In a real application, you will be using an ORM most of the time, but you can fall back to SQL for more advanced queries that the ORM cannot support easily.

Example application - set-up

There is an example application in /code/orm in the unit repository.

The POM file simply has an extra dependency on Hibernate:

<dependency>
    <groupId>org.hibernate</groupId>
    <artifactId>hibernate-core</artifactId>
    <version>5.4.27.Final</version>
</dependency>

Hibernate's configuration lives in src/main/resources/hibernate.cfg.xml. Hibernate uses a Session Factory to create sessions, in which you can make queries:

<?xml version = "1.0" encoding = "utf-8"?>
<!DOCTYPE hibernate-configuration SYSTEM 
"http://www.hibernate.org/dtd/hibernate-configuration-3.0.dtd">
<hibernate-configuration>
  <session-factory>
    
    <!-- These properties set up the database connection. -->
    <property name="dialect">org.hibernate.dialect.MySQLDialect</property>
    <property name="connection.url">jdbc:mariadb://localhost/elections?localSocket=/var/run/mysqld/mysqld.sock</property>
    <property name="connection.username">vagrant</property>
    
    <!-- Don't use this in production, use a connection pool instead. -->
    <property name="current_session_context_class">thread</property>

    <!-- Display generated SQL on the console. -->
    <property name="show_sql">true</property>

    <!-- The classes to map to database tables. -->
    <mapping class="org.example.Candidate" />
    <mapping class="org.example.Party" />
    <mapping class="org.example.Ward" />
    
  </session-factory>
</hibernate-configuration>
  • The dialect selects the SQL dialect to speak to the database, in this case MySQL (there's no separate MariaDB one because the two are for all practical purposes identical).
  • The connection string lives in connection.url, minus the username/password because there are separate properties for these.
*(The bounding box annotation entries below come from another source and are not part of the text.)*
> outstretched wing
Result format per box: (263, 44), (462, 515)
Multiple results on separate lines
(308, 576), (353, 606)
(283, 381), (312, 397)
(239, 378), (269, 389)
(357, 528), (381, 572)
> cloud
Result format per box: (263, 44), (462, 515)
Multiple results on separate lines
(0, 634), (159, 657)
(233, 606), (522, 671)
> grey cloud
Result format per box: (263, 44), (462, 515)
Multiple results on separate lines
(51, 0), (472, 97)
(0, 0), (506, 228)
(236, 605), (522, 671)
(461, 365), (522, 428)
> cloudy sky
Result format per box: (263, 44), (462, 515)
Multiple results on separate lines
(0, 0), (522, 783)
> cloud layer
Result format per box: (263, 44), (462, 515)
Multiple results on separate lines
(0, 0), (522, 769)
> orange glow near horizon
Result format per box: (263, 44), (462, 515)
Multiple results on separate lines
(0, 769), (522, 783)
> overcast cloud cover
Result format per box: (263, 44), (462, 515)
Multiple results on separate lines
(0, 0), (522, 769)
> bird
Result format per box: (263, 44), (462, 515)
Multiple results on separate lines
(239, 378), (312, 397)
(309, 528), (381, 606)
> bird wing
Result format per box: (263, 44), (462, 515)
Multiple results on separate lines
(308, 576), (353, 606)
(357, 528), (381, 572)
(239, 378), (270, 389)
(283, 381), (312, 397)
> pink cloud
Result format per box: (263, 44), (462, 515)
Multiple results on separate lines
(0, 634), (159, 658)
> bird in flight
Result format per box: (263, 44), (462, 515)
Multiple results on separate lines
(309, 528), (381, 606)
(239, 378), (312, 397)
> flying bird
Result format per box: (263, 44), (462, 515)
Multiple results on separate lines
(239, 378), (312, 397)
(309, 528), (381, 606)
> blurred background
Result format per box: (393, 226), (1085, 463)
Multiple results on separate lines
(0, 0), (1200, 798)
Note though that we have included the socket option here.
  • Username and, if you need it, password go in separate properties.
  • The connection pool is really important for performance in real applications, but we don't bother with that here and just say one connection per thread (we don't use multiple threads in our program so it doesn't matter as much).
  • show_sql is a debuging property that prints all generated SQL to standard output. This is useful to know about when debugging your own applications.
  • Finally, we list all the classes we want Hibernate to take care of. In SPE, you are going to use the Spring Framework which takes care of this automatically, but for now we're listing them all.
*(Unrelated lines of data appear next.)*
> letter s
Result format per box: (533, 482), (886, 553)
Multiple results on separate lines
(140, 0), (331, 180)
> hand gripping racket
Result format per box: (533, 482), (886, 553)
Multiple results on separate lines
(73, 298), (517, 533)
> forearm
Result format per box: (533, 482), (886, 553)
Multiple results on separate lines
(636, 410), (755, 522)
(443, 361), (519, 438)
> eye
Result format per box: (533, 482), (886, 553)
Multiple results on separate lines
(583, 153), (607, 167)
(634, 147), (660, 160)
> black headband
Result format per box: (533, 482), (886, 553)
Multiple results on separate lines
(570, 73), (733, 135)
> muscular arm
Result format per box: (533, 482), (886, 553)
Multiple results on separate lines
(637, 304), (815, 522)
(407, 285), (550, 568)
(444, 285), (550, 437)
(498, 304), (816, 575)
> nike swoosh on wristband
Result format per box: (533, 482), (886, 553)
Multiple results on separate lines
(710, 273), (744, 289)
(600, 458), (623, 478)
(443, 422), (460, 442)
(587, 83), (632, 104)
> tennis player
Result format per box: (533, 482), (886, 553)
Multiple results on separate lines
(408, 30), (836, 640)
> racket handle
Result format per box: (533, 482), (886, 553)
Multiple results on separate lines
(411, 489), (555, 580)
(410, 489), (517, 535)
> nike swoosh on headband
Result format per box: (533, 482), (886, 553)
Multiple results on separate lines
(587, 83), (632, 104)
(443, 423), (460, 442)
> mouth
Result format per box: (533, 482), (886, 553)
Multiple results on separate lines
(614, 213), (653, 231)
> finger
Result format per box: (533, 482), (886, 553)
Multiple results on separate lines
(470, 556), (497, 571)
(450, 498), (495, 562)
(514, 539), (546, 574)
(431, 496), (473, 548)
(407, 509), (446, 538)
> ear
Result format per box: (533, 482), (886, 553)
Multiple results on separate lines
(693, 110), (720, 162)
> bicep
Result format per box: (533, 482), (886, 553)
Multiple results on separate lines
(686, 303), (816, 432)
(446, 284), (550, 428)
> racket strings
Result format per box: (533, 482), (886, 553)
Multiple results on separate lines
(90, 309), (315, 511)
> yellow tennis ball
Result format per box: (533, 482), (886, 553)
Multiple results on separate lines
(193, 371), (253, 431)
The classes themselves are standard Java value classes (private fields, public getter/setter) decorated with JPA annotations to explain to Hibernate how they work:

import javax.persistence.Entity;
import javax.persistence.Id;

@Entity
public class Party {
    @Id private int id;
    private String name;
    
    public Party() {}
    
    public int getId()      { return id; }
    public String getName() { return name; }

    public void setId(int id)         { this.id = id; }
    public void setName(String name)  { this.name = name; }
}
  • @Entity means this is something that maps to a table in the database. By default, Hibernate guesses the table name from the class name, but you could change this with a parameter e.g. @Entity(name="Parties").
  • @Id indicates the primary key.

The candidate class is a bit more interesting as it has foreign keys:

@ManyToOne 
@JoinColumn(name = "party")
private Party party;
  • @ManyToOne tells Hibernate that this is a foreign key for a many-to-one relationship (there is also @ManyToMany).
  • @JoinColumn sets the name of the foreign key column, as the default here would be party_id.
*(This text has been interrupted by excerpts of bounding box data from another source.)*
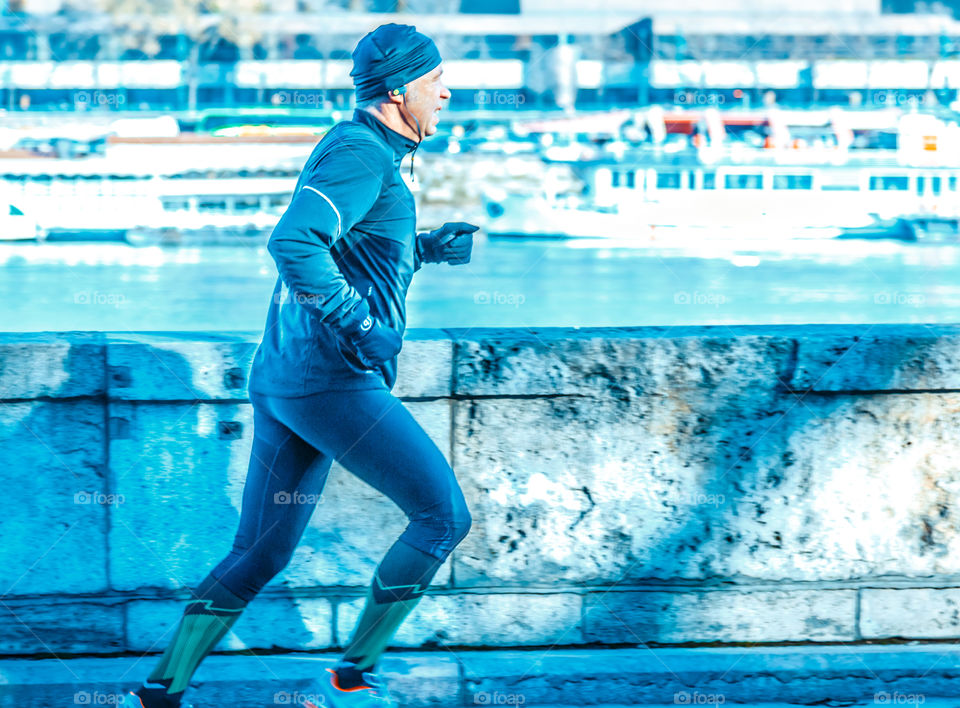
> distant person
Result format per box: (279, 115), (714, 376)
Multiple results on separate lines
(125, 24), (477, 708)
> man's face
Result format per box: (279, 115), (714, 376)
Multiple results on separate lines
(406, 64), (450, 137)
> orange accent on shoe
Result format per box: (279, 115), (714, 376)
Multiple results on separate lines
(327, 669), (373, 693)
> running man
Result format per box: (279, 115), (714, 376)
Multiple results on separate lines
(125, 24), (477, 708)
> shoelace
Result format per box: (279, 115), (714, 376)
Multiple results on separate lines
(361, 671), (392, 703)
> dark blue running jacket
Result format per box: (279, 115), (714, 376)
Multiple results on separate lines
(249, 109), (421, 398)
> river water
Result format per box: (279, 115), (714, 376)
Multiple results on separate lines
(0, 234), (960, 331)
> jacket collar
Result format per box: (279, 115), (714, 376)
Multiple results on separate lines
(353, 108), (417, 164)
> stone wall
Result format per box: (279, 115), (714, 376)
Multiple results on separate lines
(0, 325), (960, 655)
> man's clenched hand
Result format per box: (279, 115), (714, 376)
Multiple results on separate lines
(417, 221), (480, 265)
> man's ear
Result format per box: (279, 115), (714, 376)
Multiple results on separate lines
(387, 87), (405, 106)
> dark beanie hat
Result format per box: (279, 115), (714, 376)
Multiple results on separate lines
(350, 23), (442, 103)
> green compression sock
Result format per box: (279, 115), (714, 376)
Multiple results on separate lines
(336, 540), (443, 688)
(137, 576), (247, 708)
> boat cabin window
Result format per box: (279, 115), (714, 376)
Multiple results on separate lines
(773, 175), (813, 189)
(657, 172), (680, 189)
(870, 175), (910, 190)
(724, 175), (763, 189)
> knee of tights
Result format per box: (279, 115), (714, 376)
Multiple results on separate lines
(447, 512), (473, 550)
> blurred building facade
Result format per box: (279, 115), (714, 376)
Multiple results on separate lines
(0, 0), (960, 110)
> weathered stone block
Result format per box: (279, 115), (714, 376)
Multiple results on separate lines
(454, 393), (960, 586)
(584, 590), (857, 644)
(790, 324), (960, 391)
(0, 598), (124, 654)
(860, 588), (960, 639)
(0, 332), (106, 400)
(448, 327), (794, 401)
(0, 400), (107, 597)
(107, 332), (259, 401)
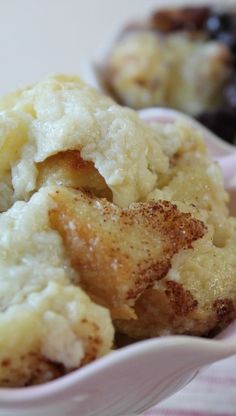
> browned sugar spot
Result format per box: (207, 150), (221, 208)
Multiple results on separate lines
(213, 298), (235, 325)
(165, 280), (198, 316)
(1, 358), (11, 367)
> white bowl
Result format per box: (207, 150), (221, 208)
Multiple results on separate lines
(0, 109), (236, 416)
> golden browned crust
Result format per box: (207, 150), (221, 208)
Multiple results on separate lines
(50, 188), (206, 319)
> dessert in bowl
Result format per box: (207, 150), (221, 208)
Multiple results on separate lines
(0, 76), (236, 415)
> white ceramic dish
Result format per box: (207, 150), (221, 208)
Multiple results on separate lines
(0, 109), (236, 416)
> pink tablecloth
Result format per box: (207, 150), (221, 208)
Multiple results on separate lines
(142, 357), (236, 416)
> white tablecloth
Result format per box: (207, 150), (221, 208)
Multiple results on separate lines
(142, 357), (236, 416)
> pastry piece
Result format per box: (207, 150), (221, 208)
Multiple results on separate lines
(115, 214), (236, 339)
(103, 5), (236, 143)
(50, 188), (206, 319)
(0, 76), (169, 210)
(0, 190), (114, 387)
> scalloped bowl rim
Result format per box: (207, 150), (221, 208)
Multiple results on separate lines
(0, 108), (236, 407)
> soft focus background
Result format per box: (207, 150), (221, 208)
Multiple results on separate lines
(0, 0), (235, 94)
(0, 0), (236, 416)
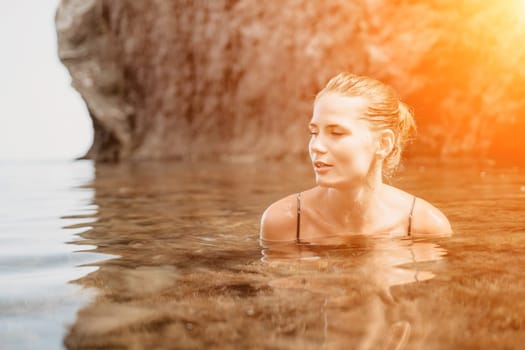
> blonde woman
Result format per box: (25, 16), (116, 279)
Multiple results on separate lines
(260, 73), (452, 242)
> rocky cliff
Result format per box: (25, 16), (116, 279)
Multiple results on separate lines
(56, 0), (525, 160)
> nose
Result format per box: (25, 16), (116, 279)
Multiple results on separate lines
(310, 134), (326, 154)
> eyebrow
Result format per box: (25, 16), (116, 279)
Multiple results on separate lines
(308, 123), (346, 129)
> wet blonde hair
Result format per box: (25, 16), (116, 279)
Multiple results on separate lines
(315, 73), (416, 178)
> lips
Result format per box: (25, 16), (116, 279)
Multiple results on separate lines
(313, 160), (332, 171)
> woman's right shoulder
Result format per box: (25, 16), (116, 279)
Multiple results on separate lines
(260, 193), (297, 242)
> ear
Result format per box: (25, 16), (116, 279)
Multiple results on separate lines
(376, 129), (395, 159)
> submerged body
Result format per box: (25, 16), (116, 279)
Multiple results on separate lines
(261, 74), (452, 241)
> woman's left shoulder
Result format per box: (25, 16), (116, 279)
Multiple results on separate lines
(412, 197), (453, 235)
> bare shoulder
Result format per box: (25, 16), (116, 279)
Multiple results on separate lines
(412, 197), (453, 235)
(260, 194), (297, 241)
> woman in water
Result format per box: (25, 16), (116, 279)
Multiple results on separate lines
(261, 73), (452, 242)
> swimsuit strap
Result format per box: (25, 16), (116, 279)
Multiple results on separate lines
(408, 196), (416, 236)
(296, 192), (301, 242)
Example application - querying

Let's look at the main class (Example.java). First, Hibernate uses a session factory to manage its own database connections and sessions:

import org.hibernate.SessionFactory;
import org.hibernate.Session;
import org.hibernate.cfg.Configuration;

public class Example implements AutoCloseable {

  SessionFactory sessionFactory;

  public Example() {
    sessionFactory = new Configuration().configure().buildSessionFactory();
  }

  public void close() {
    sessionFactory.close();
  }

  // ...
}

You get one from the global Configuration class, to which you could pass parameters to override the ones in the XML file if you wanted to (this would let you change settings in response to command line arguments, for example). A session factory is a resource, so we make our own example class a resource too which lets us run it like this:

public static void main(String[] args) {
    try (Example example = new Example()) {
        example.run();
    }
  System.out.println("Done.");
  System.exit(0);
}

The exit command at the end makes sure the program exits even if Hibernate still has a background thread running.

In the run() method, we use a Hibernate session, which manages a database connection:

try (Session session = sessionFactory.openSession()) {
    // code
}

We then have three examples of using Hibernate.

Loading an entity by ID

Party p1 = session.get(Party.class, 1);
System.out.println("    The party with id=1 is: " + p1.getName());

To fetch an instance by id, we just call get on the session with the class we want and the id. Passing the class both tells Hibernate which table to load from, and it tells the compiler what type of object to return - the way Java generics work, this lets us assign the result to a Party variable directly without having to do a cast.

Loading with a query

TypedQuery<Ward> query = session.createQuery("FROM Ward", Ward.class);
List<Ward> wards = query.getResultList();
System.out.println("  Wards:");
for (Ward ward : wards) {
    System.out.println("    " + ward.getName());
}

A TypedQuery object takes a string in HQL, Hibernate's own query language (based on SQL) and the class of the object to return - this is so that the Java compiler can figure out the return type. getResultList returns all results as a list.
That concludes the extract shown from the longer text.